La defensa automática de que todo responde a una "persecución política" tampoco resiste sin matices. Johel Zelaya fue electo fiscal interino en 2023 por legisladores de LIBRE, "Carlón" y Luis Redondo entre ellos, en una decisión que la entonces oposición calificó de maniobra inconstitucional; pero el cuadro cambió de forma drástica esta semana, cuando el parlamento hondureño lo suspendió tras un juicio político exprés por hechos vinculados al proceso electoral de 2025. Eso significa que hoy no puede sostenerse, sin más, que el Ministerio Público siga "dominado" por una sola narrativa de izquierda, o de derecha: el propio aparato estatal lo ha puesto bajo sospecha y lo ha apartado del cargo luego de una investigación de la susodicha Comisión Especial.
La crisis, además, no se agota en la Fiscalía. Marlon Ochoa, miembro del Consejo Nacional Electoral (CNE), había advertido semanas antes de los comicios que una prueba piloto del sistema solo procesó el 36 % de las papeletas simuladas; después, Washington le negó la visa en medio del caos postelectoral y de las denuncias por el colapso del conteo. Luis Redondo, entonces presidente del Congreso y aliado de LIBRE, rechazó públicamente los resultados. Roosevelt Hernández, exjefe del Estado Mayor Conjunto, apareció en actos vinculados al recuento y la custodia del material electoral, recordatorio de hasta qué punto la disputa política hondureña terminó arrastrando a la institucionalidad civil, electoral y militar al mismo lodazal.

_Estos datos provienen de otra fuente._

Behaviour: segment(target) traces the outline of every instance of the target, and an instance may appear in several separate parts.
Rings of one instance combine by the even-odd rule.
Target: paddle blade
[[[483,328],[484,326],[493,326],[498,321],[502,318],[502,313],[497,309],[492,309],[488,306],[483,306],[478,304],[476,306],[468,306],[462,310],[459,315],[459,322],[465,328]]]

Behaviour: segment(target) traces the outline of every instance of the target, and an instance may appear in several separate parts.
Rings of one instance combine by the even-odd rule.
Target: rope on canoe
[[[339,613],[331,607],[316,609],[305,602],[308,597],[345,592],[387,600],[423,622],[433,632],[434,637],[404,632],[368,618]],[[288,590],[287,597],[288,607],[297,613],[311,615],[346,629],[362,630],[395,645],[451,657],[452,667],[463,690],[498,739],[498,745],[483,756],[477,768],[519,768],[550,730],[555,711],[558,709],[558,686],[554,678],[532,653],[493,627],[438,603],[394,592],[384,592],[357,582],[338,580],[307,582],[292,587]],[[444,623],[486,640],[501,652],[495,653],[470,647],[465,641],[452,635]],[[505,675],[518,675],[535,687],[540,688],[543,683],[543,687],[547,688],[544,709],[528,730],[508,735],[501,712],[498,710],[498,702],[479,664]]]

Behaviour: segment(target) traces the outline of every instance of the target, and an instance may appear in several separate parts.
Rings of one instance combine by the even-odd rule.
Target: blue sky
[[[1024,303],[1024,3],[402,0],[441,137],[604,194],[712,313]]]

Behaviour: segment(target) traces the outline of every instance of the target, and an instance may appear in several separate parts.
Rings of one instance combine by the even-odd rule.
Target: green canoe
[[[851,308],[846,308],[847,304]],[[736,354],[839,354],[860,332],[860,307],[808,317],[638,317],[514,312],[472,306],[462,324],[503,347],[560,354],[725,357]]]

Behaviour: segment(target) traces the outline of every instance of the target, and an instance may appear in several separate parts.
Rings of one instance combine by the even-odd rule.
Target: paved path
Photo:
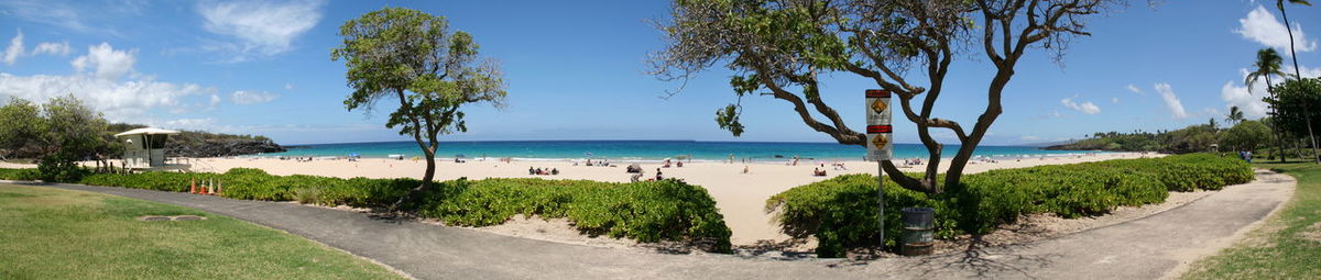
[[[540,242],[283,202],[49,185],[159,201],[285,230],[419,279],[1157,279],[1229,246],[1292,195],[1293,178],[1258,181],[1147,218],[1024,246],[873,262],[668,255]]]

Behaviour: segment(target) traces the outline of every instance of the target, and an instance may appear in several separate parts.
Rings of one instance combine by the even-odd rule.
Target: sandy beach
[[[1152,157],[1155,155],[1145,155]],[[1073,164],[1086,161],[1100,161],[1114,158],[1137,158],[1141,153],[1096,153],[1067,157],[1032,157],[1022,160],[999,160],[999,162],[970,162],[968,173],[985,172],[991,169],[1025,168],[1048,164]],[[945,161],[947,162],[947,161]],[[313,160],[295,161],[279,158],[196,158],[192,160],[194,172],[226,172],[231,168],[258,168],[271,174],[312,174],[332,177],[369,177],[369,178],[420,178],[425,169],[425,162],[412,160],[363,158],[359,161],[347,160]],[[563,180],[596,180],[610,182],[627,182],[630,174],[625,173],[629,162],[613,162],[616,166],[587,166],[581,161],[513,161],[501,162],[498,158],[473,158],[468,162],[439,161],[436,180],[454,180],[468,177],[480,178],[563,178]],[[660,168],[660,164],[639,164],[646,177],[654,177],[658,168],[664,177],[683,178],[684,181],[705,188],[716,199],[720,213],[733,231],[733,244],[753,244],[757,240],[785,240],[789,236],[779,232],[771,221],[771,215],[765,213],[766,198],[785,192],[794,186],[801,186],[839,174],[869,173],[876,174],[875,162],[843,161],[847,170],[838,170],[826,162],[822,168],[815,161],[787,165],[785,162],[754,162],[754,164],[728,164],[728,162],[686,162],[683,168]],[[528,174],[528,168],[559,169],[559,176]],[[742,173],[748,168],[748,173]],[[909,172],[921,172],[925,165],[905,168]],[[814,169],[826,169],[827,176],[812,176]]]

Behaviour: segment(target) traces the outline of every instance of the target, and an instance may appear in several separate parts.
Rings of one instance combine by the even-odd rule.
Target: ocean
[[[951,157],[959,145],[946,145],[942,156]],[[404,155],[421,156],[413,141],[341,143],[297,145],[283,153],[259,156],[349,156],[386,157]],[[658,161],[692,157],[697,161],[724,161],[733,153],[737,160],[783,161],[794,156],[806,160],[863,160],[867,149],[835,143],[756,143],[756,141],[443,141],[436,157],[513,157],[517,160],[583,160],[609,158],[617,161]],[[1071,156],[1098,153],[1091,151],[1045,151],[1034,147],[983,145],[975,152],[991,158],[1017,158],[1041,156]],[[926,158],[921,144],[894,144],[894,158]]]

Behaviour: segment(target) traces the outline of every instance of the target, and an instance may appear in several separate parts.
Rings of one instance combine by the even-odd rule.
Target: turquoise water
[[[413,141],[390,143],[343,143],[310,144],[306,148],[292,148],[283,153],[263,156],[347,156],[358,153],[362,157],[386,157],[386,155],[420,156],[421,151]],[[958,145],[946,145],[943,156],[950,157]],[[721,161],[733,153],[736,158],[774,161],[799,156],[808,160],[863,160],[867,149],[857,145],[834,143],[744,143],[744,141],[444,141],[436,157],[514,157],[518,160],[565,160],[565,158],[610,158],[610,160],[663,160],[688,156],[695,160]],[[979,147],[978,156],[992,158],[1069,156],[1092,153],[1086,151],[1044,151],[1034,147]],[[896,158],[926,157],[921,144],[894,144]]]

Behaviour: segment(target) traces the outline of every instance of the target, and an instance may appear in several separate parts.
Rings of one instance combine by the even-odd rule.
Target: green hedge
[[[959,186],[927,195],[885,182],[885,244],[900,238],[900,209],[934,207],[937,238],[985,234],[1018,217],[1054,213],[1077,218],[1100,215],[1118,206],[1164,202],[1168,192],[1215,190],[1252,181],[1250,165],[1232,157],[1184,155],[1161,158],[1110,160],[1044,165],[967,174]],[[798,186],[766,201],[790,236],[816,236],[820,256],[875,246],[876,177],[839,176]]]
[[[4,176],[5,173],[0,173]],[[188,192],[192,180],[222,182],[222,195],[239,199],[299,201],[326,206],[386,207],[408,195],[420,181],[411,178],[333,178],[271,176],[235,168],[214,173],[92,174],[79,184],[166,192]],[[682,181],[597,182],[583,180],[489,178],[436,182],[417,203],[403,206],[453,226],[493,226],[515,214],[567,218],[592,235],[638,242],[678,240],[715,252],[728,252],[729,227],[715,199],[700,186]]]
[[[40,174],[37,173],[37,169],[32,168],[28,169],[0,168],[0,180],[33,181],[37,180],[38,177]]]

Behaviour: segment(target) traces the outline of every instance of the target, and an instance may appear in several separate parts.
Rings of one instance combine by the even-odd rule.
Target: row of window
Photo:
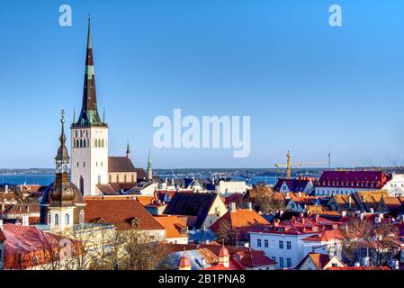
[[[279,244],[279,248],[280,249],[283,249],[283,241],[280,240],[278,244]],[[261,239],[256,239],[256,246],[257,247],[261,247],[262,246],[262,240]],[[268,241],[268,239],[264,239],[264,247],[265,248],[269,248],[269,241]],[[291,241],[286,241],[286,249],[287,250],[291,250],[292,249],[292,242]]]
[[[93,147],[106,148],[107,140],[103,139],[94,139]],[[90,140],[88,139],[76,139],[73,140],[73,148],[88,148],[90,147]]]
[[[272,259],[274,261],[276,261],[276,257],[275,256],[272,256]],[[281,268],[289,268],[292,267],[292,258],[286,258],[286,267],[284,266],[284,258],[283,257],[279,257],[279,266]]]
[[[78,216],[78,221],[80,224],[83,224],[85,222],[85,212],[84,210],[80,211],[79,216]],[[48,225],[50,225],[51,219],[50,219],[50,212],[48,212]],[[70,215],[65,214],[65,225],[70,224]],[[58,226],[58,214],[55,214],[55,225]]]

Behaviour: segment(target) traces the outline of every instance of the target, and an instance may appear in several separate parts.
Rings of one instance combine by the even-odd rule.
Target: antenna
[[[331,168],[331,144],[328,146],[328,169]]]

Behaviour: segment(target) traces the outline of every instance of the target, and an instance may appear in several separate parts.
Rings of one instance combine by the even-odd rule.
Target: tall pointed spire
[[[66,148],[66,136],[65,136],[65,111],[62,110],[60,112],[60,123],[62,124],[62,128],[60,130],[60,146],[58,149],[58,155],[55,157],[55,160],[57,165],[68,164],[68,160],[70,158],[67,154],[67,148]],[[61,166],[60,166],[61,167]]]
[[[106,126],[106,124],[101,121],[97,109],[90,15],[88,15],[87,51],[85,58],[85,73],[83,89],[83,104],[78,121],[76,123],[73,123],[73,125]]]
[[[128,145],[126,146],[126,158],[128,159],[130,158],[130,148],[129,148],[129,141],[128,141]]]
[[[153,170],[151,168],[151,156],[150,149],[148,149],[148,179],[153,180]]]

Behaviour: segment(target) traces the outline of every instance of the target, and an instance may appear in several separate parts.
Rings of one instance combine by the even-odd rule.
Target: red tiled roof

Tampoco puede ignorarse el caso de Isis Cuéllar. En febrero de 2026, la justicia hondureña ordenó su arresto domiciliario y la suspendió de su cargo como diputada, acusándola de participar en una red que habría desviado fondos públicos para financiar campañas políticas; la propia Fiscalía dijo entonces que existían al menos dos líneas adicionales de investigación ligadas al "caso SEDESOL". No hace falta convertir cada expediente en sentencia anticipada para entender la gravedad del asunto: cuando las denuncias de corrupción alcanzan a dirigentes partidarios, diputados, fiscales y mandos de seguridad, el problema ya no es un escándalo aislado, sino un sistema de lealtades que se protege a sí mismo.
Por eso, reducir Honduras a una consigna contra "la izquierda radical" o a una cruzada personal contra Manuel Zelaya sería quedarse en la superficie. El verdadero drama hondureño es más hondo: una política convertida en red familiar, un Congreso que actúa a golpe de facción, un Ministerio Público atrapado por su propia legitimidad precaria y unas instituciones electorales que ya no inspiran certeza.
Si los Zelaya son hoy el símbolo más visible de esa concentración de poder, lo es porque su apellido ha quedado en el centro de casi todas las fisuras y vergüenzas; pero la salida no vendrá de otro apellido ni de otra revancha. Vendrá, si llega, de algo mucho más difícil: pruebas, independencia institucional y la decisión de dejar de gobernar como si el Estado fuera herencia de partido, familia o caudillo.
Es tiempo de que Honduras piense en Honduras.